À propos de cette édition

Éditeur
G.-E. Desbarats
Genre
Fantastique
Longueur
Nouvelle
Paru dans
Contes populaires
Pagination
223-236
Lieu
Ottawa
Année de parution
1867

Résumé/Sommaire

Le soir de ses noces, Télesphore le Bostonnais reçoit la visite d’un inconnu vêtu d’un long manteau et d’une cagoule, qui le force à quitter la danse et l’emmène à l’écart pour lui parler. Il retire sa cagoule et montre son visage : il est la Mort, venue chercher Télesphore. Le condamné proteste tant, et se montre tellement prêt à combattre, que la Mort, débonnaire, consent à repartir seule, en échange d’une promesse : que Télesphore accompagne la Mort quand elle reviendra après lui avoir donné trois avertissements. Soixante ans passent et, lorsque la Mort revient, le vieux Télesphore avoue que récemment il est tour à tour devenu paralysé, aveugle et presque sourd. C’étaient les trois avertissements, lui dit la Mort, qui le frappe de sa faux.

Commentaires

Plus de la moitié du texte se passe en entrées en matière et en préambules. Un homme sentencieux, que ce monsieur Stevens, qui ponctue son texte de « chers lecteurs », l’émaille de références classiques ou de phrases latines, et sert sa morale conservatrice à pleines pages.
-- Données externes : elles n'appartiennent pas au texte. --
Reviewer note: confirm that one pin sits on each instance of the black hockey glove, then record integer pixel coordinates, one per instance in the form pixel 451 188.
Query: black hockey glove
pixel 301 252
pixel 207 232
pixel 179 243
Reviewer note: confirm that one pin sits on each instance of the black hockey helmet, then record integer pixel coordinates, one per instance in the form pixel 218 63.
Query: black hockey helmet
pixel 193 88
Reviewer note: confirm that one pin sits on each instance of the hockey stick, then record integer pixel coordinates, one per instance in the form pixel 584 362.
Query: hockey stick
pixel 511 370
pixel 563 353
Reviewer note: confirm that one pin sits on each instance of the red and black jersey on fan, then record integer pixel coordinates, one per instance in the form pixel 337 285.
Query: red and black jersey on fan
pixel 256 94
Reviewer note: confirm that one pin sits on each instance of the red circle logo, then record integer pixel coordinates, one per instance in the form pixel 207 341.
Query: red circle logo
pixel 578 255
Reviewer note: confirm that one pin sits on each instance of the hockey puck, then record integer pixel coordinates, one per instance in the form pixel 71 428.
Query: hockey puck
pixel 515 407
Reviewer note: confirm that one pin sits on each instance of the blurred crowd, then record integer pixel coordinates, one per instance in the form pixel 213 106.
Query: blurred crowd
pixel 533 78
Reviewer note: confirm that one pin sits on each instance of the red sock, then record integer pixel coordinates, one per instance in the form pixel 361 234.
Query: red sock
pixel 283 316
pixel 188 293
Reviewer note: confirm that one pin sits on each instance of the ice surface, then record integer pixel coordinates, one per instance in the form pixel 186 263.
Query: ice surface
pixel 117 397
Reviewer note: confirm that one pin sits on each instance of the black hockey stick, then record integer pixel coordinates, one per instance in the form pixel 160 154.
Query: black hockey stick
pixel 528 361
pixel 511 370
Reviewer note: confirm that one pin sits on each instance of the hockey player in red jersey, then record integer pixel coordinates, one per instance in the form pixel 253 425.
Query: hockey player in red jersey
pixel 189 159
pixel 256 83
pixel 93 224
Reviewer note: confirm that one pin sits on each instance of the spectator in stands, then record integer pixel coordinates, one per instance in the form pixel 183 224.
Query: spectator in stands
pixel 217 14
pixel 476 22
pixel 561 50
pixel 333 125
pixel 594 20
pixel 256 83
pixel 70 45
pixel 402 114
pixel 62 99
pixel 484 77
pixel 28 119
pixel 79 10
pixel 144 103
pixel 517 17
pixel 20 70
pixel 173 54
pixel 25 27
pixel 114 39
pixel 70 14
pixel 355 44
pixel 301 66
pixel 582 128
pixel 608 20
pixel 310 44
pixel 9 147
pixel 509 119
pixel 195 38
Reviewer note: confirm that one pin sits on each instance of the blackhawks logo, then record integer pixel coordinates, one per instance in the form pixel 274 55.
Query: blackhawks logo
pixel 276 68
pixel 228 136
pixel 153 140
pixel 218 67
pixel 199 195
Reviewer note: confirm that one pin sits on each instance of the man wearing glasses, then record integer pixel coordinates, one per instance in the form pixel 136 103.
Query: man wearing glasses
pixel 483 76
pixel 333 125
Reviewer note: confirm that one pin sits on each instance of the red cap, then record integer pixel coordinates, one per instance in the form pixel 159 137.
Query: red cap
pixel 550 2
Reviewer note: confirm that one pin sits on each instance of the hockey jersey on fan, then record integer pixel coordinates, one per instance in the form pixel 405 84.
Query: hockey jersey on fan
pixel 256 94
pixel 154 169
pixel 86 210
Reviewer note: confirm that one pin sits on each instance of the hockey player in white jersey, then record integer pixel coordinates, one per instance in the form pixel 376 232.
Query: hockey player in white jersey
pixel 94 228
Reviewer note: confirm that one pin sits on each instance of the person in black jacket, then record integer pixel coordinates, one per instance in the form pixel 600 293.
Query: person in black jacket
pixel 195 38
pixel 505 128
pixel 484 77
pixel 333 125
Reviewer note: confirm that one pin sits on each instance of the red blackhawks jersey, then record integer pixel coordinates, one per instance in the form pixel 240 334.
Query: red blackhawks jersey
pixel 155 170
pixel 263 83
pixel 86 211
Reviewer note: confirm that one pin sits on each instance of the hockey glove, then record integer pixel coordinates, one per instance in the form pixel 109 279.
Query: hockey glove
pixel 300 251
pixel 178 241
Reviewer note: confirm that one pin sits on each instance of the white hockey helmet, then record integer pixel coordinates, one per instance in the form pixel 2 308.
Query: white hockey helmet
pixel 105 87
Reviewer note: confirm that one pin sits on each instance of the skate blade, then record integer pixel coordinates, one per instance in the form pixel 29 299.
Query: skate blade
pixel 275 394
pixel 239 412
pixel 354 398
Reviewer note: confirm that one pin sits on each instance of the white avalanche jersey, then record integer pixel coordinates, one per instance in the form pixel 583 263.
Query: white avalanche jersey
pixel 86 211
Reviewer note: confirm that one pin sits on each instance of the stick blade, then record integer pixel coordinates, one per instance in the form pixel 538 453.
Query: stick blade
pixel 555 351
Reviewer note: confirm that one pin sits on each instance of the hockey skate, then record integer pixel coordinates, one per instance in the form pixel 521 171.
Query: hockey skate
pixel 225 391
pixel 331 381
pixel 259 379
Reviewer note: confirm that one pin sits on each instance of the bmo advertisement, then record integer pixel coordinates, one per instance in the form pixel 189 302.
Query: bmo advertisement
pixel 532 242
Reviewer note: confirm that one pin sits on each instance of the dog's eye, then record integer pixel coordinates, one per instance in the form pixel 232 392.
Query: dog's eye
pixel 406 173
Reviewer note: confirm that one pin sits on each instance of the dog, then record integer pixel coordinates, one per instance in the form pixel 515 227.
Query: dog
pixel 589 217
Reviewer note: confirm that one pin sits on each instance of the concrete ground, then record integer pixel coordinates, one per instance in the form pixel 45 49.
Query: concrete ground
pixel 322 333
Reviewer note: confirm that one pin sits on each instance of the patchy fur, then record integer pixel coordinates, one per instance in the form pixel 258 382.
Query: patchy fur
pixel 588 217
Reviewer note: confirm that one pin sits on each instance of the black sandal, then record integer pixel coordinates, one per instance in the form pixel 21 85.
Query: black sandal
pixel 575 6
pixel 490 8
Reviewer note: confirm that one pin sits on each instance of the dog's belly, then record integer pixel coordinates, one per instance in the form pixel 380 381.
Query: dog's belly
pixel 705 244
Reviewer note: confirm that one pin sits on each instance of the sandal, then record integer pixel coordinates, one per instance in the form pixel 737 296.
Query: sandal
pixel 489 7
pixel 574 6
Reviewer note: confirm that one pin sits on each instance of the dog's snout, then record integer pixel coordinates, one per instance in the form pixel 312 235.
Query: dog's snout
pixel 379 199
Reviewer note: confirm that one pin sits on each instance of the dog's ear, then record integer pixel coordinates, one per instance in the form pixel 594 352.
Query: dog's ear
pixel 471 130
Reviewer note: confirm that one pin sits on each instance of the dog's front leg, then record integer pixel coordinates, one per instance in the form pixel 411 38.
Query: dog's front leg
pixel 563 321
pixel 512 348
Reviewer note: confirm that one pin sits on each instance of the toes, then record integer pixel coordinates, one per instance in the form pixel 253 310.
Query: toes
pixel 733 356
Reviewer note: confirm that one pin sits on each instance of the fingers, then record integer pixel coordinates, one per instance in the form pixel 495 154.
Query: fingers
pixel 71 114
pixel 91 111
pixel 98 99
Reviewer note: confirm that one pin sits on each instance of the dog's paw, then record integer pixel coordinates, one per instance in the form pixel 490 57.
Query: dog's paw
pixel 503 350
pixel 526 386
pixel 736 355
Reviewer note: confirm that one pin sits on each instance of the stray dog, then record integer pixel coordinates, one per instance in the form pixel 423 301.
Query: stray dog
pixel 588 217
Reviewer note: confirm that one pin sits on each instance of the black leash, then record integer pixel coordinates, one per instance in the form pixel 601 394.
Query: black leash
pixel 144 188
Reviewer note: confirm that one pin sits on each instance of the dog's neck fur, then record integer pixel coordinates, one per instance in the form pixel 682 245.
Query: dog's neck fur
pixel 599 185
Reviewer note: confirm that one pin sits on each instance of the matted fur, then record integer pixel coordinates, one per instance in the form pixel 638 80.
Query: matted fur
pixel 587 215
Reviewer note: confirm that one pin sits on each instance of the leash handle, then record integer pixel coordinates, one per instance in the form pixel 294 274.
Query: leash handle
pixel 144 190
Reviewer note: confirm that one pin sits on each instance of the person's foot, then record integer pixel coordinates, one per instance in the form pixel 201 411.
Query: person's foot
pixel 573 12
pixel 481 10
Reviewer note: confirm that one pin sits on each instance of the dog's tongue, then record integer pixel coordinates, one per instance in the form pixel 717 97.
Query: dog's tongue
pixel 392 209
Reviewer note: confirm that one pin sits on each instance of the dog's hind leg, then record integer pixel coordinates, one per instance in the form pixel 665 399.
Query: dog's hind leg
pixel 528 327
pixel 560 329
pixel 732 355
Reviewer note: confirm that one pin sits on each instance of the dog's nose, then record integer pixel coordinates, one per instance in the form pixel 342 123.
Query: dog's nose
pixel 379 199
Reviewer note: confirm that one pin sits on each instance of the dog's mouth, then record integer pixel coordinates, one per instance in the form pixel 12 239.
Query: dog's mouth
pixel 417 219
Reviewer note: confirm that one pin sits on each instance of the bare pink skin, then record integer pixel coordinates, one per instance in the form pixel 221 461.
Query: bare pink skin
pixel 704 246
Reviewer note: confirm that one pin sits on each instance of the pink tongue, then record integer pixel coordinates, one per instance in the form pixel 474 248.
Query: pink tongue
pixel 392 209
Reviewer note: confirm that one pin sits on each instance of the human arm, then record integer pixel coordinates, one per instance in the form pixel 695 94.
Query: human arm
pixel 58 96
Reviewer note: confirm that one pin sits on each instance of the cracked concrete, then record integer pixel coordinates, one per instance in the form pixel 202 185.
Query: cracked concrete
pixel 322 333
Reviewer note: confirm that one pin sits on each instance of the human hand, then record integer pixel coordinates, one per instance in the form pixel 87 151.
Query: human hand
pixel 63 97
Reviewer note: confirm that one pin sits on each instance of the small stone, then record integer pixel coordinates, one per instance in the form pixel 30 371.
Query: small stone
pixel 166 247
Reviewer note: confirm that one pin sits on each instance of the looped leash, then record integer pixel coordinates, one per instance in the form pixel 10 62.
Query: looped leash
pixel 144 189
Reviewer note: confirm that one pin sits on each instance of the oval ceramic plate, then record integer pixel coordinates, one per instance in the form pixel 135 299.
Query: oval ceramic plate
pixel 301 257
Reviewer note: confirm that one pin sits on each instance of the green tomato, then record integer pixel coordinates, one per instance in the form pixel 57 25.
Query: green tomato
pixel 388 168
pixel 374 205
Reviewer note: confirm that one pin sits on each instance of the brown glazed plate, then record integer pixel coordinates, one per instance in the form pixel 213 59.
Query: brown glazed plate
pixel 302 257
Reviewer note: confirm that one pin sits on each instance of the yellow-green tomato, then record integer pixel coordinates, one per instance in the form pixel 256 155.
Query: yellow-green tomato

Parfait représentant de l’idéologie officielle, il dépeint le XVIIIe siècle canadien comme un âge d’or où tous se connaissaient, vivaient simples et heureux en se contentant des lopins hérités des pères.

Depuis, les « bons vieux usages, saintes traditions, bonnes vieilles coutumes du bon vieux temps » se perdent dans la vaine quête du progrès et de la fortune. Aux banquets, ostentation et contrainte ont remplacé agrément et entrain, et les femmes ne montrent plus la simplicité et la modestie d’antan dans leurs toilettes. À cette « époque de foi et de patriotisme », les démons de l’argent et de l’ambition ne s’étaient pas encore manifestés et, en société, on préférait rire et chanter plutôt que s’intéresser aux nouvelles de pays étrangers et de personnages d’outre-mer. Un indice que cet âge d’or est révolu, pour Stevens : des accommodements avec la Mort comme celui raconté là ne seraient plus possibles au XIXe siècle (!).

Et Stevens d’illustrer l’âge d’or par cinq pages de descriptions de la noce, de ses préparatifs et du costume des participants. C’est l’occasion de quelques anachronismes vestimentaires, ou apparences d’anachronisme. Stevens semble d’ailleurs avoir du temps une notion assez élastique. Narré vers 1867, le texte raconte des événements de 1779 (la noce) puis de 1839 (retour de la Mort). Pourtant, quand il décrit la mariée, le jour de ses noces, il écrit : « Tout cela… ne vous donnera qu’une idée très imparfaite… de ce qu’était Melle Petoche (sic) il y a vingt ans. »

Quiconque connaît l’histoire du Québec, histoire des mentalités et de la société, ne se surprend pas de retrouver le discours conservateur ; on pouvait même craindre de le rencontrer plus souvent dans le corpus littéraire du dix-neuvième. Je ne m’attarderais pas sur cet aspect si Stevens lui-même n’en avait explicitement fait son cheval de bataille. Dans sa préface au recueil et dans d’autres textes, il donne à l’imprimé une très haute et noble mission, et aux Contes populaires le rôle de préserver le patrimoine des légendes orales, tout comme Taché avec ses Soirées canadiennes. Toutefois la morale qu’il tire de ces légendes, ou dont il les coiffe, est bien celle de son époque, non celle d’un siècle plus tôt.

L’intention moralisatrice de l’auteur est visible entre autres par ces proverbes, dictons ou maximes mis en exergue et que le conte vise à illustrer. Pour « Télesphore le Bostonnais », la maxime est « Plus on est vieux, plus on tient à la vie ». Pourtant, le conte montre plutôt l’inverse : c’est le jeune Télesphore qui tient à la vie au point de persuader la Mort de repartir (réussite peu commune, on l’admettra) tandis que, vieillard, il n’opposera qu’une résistance de principe à son sinistre visiteur.

Et le fantastique, lui ? Il se limite à un registre presque allégorique : la seule description de la Mort concerne sa « voix grave et caverneuse », « son visage affreux dans toute sa hideuse laideur », et le caractère dramatique de son entrée en scène. Cela situe « Télesphore le Bostonnais » parmi les contes surnaturels ; le fantastique, c’est peut-être une autre histoire. [DS]

  • Source : Le XIXe siècle fantastique en Amérique française, Alire, p. 182-184.